At the end, it is a mother with a babe in a sling on her chest who pushes her the last three steps, who puts her on the bank. (They are all dead. There is blood on the sling. Do not look in the sling. Do not look in the sling.) As Aya chokes for air, finally remembering how to breathe, looking up winding, obsidian stairs towards the oily, glistening coin, the mother and child slip beneath the waves, and the last thing she sees are her savior's fingers slipping out of hers and into the water, her skin as pale and opalescent as pearl.

With the first breath on the bank of the river, she breathes deeply a gasp. The cold air stung less than the knowledge of the price paid by those dead who helped bound her through. As she steadied her breathing, she tried her best to commit to her eidetic memory what all she still could of them, to keep even the tiniest ember of their existence alive if only within her mind.

Soon, though, she tests her own memories of how to move the limbs with which she seeks to climb those obsidian stairs.

It takes forever. It takes no time at all. How long does she lie there? She has no conception. The air is still and her every breath still feels ... salacious, somehow, as if being alive is some kind of scandal here. Her brain clamors to hold on to every detail, but there are so many, it's like drinking from a fire hose.

When she can rise, the stairs loom over her. It's like being a toddler again, how big those stairs are compared to her, and her body aches from the cold, from the effort of it all. Her feet are bleeding, she knows -- when did she cut herself? She can't remember. But she climbs, crawling up the stairs, leaving bloody footprints behind her, literally and metaphorically, until she reaches the top of the tower, and a lead coin as tall as she is looms before her. Electricity pulses and buzzes above her, through her, around her, the incredible power of it.

All over the surface of the coin, a million scribbles. Countless names swim in and out of the Lead Coin's liquid-greasy surface. Mushrooms bloom from one spot on the coin's surface. And there is one small space, just at the center, exactly the right size, she knows -- one of the many things tonight she knows without knowing how she knows it -- exactly the right size for her name.

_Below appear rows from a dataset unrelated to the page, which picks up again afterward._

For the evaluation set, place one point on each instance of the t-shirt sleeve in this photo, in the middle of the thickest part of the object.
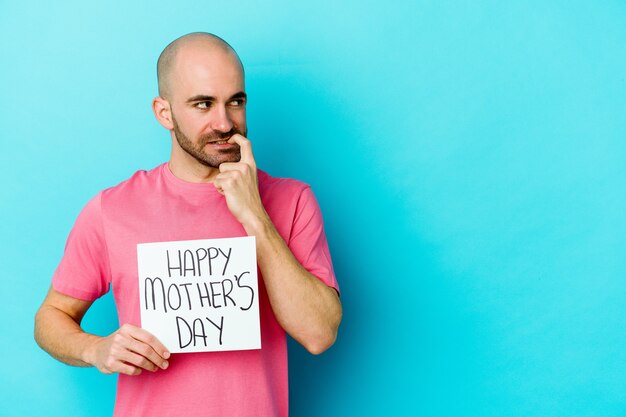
(84, 270)
(308, 241)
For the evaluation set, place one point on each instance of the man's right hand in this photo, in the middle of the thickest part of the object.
(127, 351)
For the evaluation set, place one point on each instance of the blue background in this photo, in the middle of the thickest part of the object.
(468, 156)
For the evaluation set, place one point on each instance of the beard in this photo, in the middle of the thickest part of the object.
(196, 151)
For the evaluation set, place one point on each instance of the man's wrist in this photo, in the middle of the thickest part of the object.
(258, 226)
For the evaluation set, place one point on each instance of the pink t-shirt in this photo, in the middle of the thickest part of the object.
(156, 206)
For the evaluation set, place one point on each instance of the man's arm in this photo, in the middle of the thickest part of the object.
(129, 350)
(306, 308)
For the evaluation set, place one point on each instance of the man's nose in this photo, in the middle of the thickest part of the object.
(221, 121)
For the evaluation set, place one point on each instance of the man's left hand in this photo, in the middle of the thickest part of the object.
(237, 181)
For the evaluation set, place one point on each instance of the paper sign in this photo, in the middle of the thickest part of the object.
(200, 295)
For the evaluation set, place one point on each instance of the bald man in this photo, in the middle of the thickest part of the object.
(209, 188)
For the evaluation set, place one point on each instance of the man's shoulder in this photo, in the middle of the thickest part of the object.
(136, 182)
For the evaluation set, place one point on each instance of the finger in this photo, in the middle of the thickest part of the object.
(232, 166)
(148, 338)
(245, 148)
(126, 369)
(148, 357)
(138, 361)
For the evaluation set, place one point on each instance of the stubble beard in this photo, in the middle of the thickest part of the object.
(197, 150)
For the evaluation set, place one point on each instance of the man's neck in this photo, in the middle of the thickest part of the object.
(192, 171)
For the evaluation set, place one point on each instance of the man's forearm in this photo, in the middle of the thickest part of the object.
(62, 337)
(306, 308)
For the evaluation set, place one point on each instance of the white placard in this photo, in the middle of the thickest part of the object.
(200, 295)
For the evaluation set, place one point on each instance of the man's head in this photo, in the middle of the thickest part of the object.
(201, 98)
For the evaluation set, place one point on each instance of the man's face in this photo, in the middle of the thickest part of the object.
(208, 106)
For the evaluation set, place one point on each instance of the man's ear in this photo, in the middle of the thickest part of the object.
(163, 112)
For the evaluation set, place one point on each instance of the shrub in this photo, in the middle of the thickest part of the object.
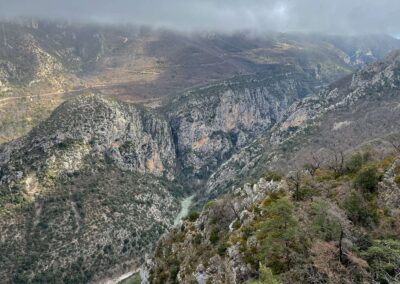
(355, 163)
(274, 175)
(266, 277)
(193, 216)
(325, 225)
(359, 210)
(397, 180)
(367, 178)
(214, 236)
(384, 259)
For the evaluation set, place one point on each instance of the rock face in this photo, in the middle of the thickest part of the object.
(87, 191)
(97, 183)
(192, 247)
(211, 123)
(347, 114)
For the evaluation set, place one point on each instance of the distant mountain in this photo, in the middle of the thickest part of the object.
(313, 200)
(47, 61)
(352, 111)
(88, 191)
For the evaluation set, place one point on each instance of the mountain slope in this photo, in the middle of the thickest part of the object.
(331, 229)
(87, 191)
(350, 112)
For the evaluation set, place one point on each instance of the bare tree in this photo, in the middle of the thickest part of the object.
(394, 140)
(314, 165)
(295, 180)
(337, 163)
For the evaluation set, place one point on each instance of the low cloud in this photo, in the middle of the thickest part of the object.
(338, 17)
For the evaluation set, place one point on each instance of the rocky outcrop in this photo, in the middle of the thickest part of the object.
(192, 246)
(87, 193)
(347, 114)
(211, 123)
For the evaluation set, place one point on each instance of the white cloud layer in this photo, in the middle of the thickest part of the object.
(330, 16)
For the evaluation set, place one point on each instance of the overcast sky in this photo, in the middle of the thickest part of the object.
(332, 16)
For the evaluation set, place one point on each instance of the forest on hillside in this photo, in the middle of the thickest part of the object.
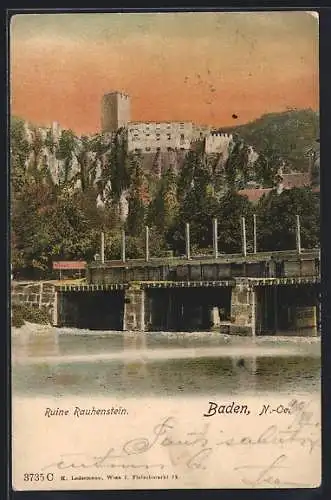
(292, 135)
(66, 190)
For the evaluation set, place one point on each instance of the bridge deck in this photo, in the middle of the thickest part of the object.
(255, 282)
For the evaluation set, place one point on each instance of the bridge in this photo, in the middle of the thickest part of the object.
(245, 294)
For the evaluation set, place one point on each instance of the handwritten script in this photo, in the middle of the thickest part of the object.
(196, 449)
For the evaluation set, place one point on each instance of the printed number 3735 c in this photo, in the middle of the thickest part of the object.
(38, 476)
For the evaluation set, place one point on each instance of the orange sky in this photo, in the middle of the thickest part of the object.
(175, 66)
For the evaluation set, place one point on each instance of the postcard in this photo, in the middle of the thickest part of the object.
(165, 252)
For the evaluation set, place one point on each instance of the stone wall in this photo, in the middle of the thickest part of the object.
(134, 309)
(243, 309)
(39, 294)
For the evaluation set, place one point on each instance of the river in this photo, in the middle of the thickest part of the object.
(80, 362)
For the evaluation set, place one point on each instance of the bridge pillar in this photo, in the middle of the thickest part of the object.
(243, 309)
(134, 309)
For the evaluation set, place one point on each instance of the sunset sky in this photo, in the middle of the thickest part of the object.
(203, 67)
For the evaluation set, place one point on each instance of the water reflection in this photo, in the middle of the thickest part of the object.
(133, 364)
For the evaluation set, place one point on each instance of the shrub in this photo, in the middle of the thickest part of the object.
(22, 313)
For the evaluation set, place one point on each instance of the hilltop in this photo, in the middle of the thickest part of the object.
(291, 134)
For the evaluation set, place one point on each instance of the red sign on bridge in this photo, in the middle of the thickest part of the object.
(69, 264)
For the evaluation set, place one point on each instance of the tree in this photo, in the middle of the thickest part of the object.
(277, 219)
(230, 210)
(136, 218)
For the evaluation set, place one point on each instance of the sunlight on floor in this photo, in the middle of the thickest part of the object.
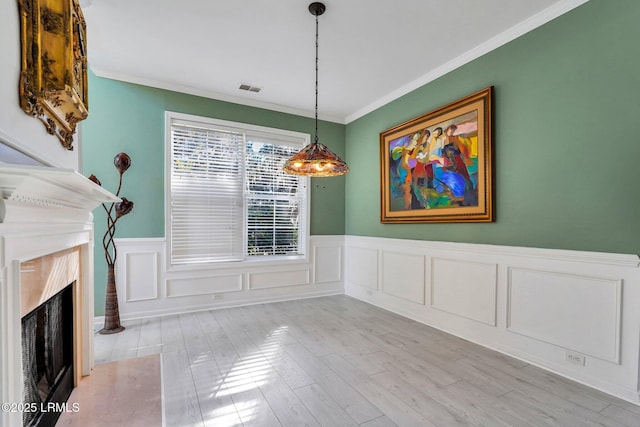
(243, 380)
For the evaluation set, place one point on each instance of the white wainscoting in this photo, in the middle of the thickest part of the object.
(574, 313)
(146, 287)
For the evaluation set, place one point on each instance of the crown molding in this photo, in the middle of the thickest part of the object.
(501, 39)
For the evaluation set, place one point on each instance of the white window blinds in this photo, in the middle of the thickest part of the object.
(229, 199)
(206, 195)
(274, 201)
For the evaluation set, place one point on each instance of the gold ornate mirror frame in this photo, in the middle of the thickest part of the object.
(53, 77)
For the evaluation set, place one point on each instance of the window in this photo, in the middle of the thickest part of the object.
(228, 199)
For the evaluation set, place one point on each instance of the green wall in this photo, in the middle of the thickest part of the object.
(129, 118)
(567, 108)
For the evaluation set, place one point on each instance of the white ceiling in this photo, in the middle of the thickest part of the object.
(370, 52)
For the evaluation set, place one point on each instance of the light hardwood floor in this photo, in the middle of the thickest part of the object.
(336, 361)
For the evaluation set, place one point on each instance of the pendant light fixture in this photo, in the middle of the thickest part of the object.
(316, 159)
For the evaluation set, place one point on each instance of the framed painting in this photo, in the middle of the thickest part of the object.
(438, 167)
(53, 75)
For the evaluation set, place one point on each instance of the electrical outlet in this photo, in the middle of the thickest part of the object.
(575, 358)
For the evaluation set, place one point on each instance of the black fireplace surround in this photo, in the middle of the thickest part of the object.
(47, 359)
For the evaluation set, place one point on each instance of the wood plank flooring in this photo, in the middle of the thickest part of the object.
(336, 361)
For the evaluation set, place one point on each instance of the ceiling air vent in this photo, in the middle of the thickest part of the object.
(250, 88)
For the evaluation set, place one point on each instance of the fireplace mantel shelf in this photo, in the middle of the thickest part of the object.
(47, 187)
(45, 211)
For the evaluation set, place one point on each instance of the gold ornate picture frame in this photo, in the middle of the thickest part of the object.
(438, 167)
(53, 76)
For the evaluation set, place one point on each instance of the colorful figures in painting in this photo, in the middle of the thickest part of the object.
(433, 168)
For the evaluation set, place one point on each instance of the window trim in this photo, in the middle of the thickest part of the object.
(303, 138)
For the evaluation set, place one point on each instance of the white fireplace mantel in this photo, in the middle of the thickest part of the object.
(43, 210)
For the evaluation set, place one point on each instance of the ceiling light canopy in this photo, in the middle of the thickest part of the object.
(316, 160)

Aya musters all she has, and goes right to the coin. Before, an elegant and composed woman of cool intellect and graceful style who could hold a crowd's attention for lengths on pure charisma, now jerkily pushes with her hands and knees against the ground trying desperately to mark her name in the open space with no concern for image.

She was so driven to do this that, lacking any way to make use of an instrument of any kind, she would carve it into the lead itself with her fingernails if she had to. (edited)

Her fingernails dig into the lead, because that's all she's got to do this with, is her, is the whole her that she brought with herself.

The lead underneath her fingernails digs into her skin, and... paradoxically... she has never felt more alive than she does kneeling on her bleeding knees, breaking her fingernails on the soft lead, desperately scratching her name into its surface.

Her heart pounds in her ears, and there's a bright, solid pulse, and then a soft, welcoming darkness. Not the terrifying coldness of the river, but the warm, comforting blackness of a soft bed, a favorite blanket. It pulls her down into its companionable void, and she knows -- the way she knows so many things now -- that she will never see this place again.

She comes to on a concrete floor, soaked to the skin, covered in dirt and grime. A broken window near her lets in the first rays of the morning sun. She's barefoot, sore, her feet are bleeding, and she's missing two of the fingernails from her dominant hand. The others have... well. Something black underneath them, anyway.

As she comes to, she takes deep breaths and lets herself feel the sensations of her body for a moment. Upon opening her eyes and seeing the light, she tries to get a look around to figure out where she is and assess her own state.